The great thing about attending a one-time or launch of an event is that there are no groups or cliques. Some people may come with a friend or colleague but most people are on their own and looking for someone to talk with. And since they served need-a-fork food I had an easy excuse to barge into a tall table grouping in order to eat. People always welcome you to their cluster if they see you juggling a glass a fork and a plate of food. Normally I don’t recommend filling both hands as it inhibits handshaking and card exchanging, but if you are heading to a table it can be an asset. While you are in the food line, look around for an opening at a likely table.

At a large event try not to get overwhelmed by the amount of bodies. You can use the same tricks to get comfortable as in a small group, and it is easier to have a discussion in a food line when it is moving slowly. It is also easier to melt away when others join a conversation and move on to meet more people.
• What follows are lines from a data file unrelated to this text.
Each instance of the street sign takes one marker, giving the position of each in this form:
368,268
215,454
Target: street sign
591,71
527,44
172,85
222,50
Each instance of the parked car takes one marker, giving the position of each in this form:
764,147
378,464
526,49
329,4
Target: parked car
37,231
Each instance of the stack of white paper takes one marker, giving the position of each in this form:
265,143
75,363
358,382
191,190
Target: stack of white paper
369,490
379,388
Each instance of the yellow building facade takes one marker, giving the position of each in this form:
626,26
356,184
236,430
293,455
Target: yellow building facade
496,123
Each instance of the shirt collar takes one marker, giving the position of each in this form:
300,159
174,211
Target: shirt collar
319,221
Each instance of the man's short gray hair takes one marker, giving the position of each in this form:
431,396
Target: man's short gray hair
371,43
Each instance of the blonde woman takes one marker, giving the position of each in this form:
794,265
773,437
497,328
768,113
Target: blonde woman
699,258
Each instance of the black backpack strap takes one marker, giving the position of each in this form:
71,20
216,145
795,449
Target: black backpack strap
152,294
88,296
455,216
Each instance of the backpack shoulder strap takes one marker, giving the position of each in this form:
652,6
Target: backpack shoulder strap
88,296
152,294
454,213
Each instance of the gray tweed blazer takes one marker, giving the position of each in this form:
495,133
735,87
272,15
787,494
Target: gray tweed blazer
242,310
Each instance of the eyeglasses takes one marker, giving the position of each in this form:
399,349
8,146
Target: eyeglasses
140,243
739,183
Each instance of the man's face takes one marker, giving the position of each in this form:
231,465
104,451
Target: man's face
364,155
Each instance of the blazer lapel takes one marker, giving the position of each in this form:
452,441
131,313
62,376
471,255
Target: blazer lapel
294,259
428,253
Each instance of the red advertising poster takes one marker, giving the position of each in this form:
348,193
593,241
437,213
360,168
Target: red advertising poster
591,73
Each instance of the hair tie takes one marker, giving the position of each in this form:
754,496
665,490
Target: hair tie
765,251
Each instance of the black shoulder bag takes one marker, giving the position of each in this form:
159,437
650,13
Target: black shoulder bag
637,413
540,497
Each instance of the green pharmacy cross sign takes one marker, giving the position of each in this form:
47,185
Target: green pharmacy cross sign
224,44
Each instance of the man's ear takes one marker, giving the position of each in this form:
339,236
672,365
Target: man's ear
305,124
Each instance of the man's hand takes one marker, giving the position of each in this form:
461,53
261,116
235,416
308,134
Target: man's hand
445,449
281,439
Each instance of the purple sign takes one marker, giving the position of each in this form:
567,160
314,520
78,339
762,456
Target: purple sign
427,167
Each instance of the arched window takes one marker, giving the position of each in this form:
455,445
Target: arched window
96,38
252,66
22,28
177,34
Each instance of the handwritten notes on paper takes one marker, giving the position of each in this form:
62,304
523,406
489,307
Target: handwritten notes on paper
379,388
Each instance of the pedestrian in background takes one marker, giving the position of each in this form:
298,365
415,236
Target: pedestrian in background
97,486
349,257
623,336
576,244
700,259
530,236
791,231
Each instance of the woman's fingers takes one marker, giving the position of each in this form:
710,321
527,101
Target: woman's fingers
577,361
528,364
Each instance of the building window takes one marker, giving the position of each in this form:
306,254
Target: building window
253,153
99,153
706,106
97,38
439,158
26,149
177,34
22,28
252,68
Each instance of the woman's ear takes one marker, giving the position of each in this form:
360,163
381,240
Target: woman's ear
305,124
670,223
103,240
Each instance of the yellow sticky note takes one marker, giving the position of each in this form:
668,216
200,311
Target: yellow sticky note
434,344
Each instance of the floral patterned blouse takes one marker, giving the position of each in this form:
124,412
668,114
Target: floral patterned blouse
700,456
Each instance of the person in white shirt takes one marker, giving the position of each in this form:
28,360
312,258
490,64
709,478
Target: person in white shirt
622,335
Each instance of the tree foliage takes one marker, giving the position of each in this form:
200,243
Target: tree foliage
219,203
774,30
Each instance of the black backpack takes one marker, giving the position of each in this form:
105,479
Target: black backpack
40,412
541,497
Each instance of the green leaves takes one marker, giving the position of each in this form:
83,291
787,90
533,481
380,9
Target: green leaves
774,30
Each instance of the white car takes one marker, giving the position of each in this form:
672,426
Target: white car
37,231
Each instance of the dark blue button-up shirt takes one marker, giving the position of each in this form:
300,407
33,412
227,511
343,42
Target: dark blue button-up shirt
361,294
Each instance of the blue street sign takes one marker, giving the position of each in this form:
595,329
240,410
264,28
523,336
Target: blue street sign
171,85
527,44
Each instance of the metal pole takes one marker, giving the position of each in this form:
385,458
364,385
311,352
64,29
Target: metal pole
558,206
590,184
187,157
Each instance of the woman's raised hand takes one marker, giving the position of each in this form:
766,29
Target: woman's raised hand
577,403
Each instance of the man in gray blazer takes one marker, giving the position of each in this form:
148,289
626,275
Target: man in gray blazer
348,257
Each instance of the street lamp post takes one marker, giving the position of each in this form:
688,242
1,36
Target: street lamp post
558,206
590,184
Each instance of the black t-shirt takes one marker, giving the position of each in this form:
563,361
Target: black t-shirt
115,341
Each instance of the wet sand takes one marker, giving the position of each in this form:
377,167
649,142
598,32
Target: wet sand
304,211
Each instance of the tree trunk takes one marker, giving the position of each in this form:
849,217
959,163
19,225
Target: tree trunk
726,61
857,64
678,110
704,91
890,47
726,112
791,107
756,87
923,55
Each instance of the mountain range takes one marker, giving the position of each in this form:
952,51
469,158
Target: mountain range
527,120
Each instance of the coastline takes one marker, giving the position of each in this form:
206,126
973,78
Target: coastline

Like any other event, try to have a few good conversations. Spend more time with people you are likely to do business with later and move on from people who are too many steps away from being a direct sale or resource. In a one-shot event, you can’t focus on who they may know, you won’t get to know anyone well enough to create an environment for a referral. Save that for your membership groups where you can build long-term relationships.

Lastly, if there are speaking sessions you are interested in go, if not there are always folks hanging back and still networking in the halls and cocktail room. When the masses head into the program, a huge event gets a lot smaller. If you hate crowds it will offer a welcome breather and a chance to get to know others who may feel the same way.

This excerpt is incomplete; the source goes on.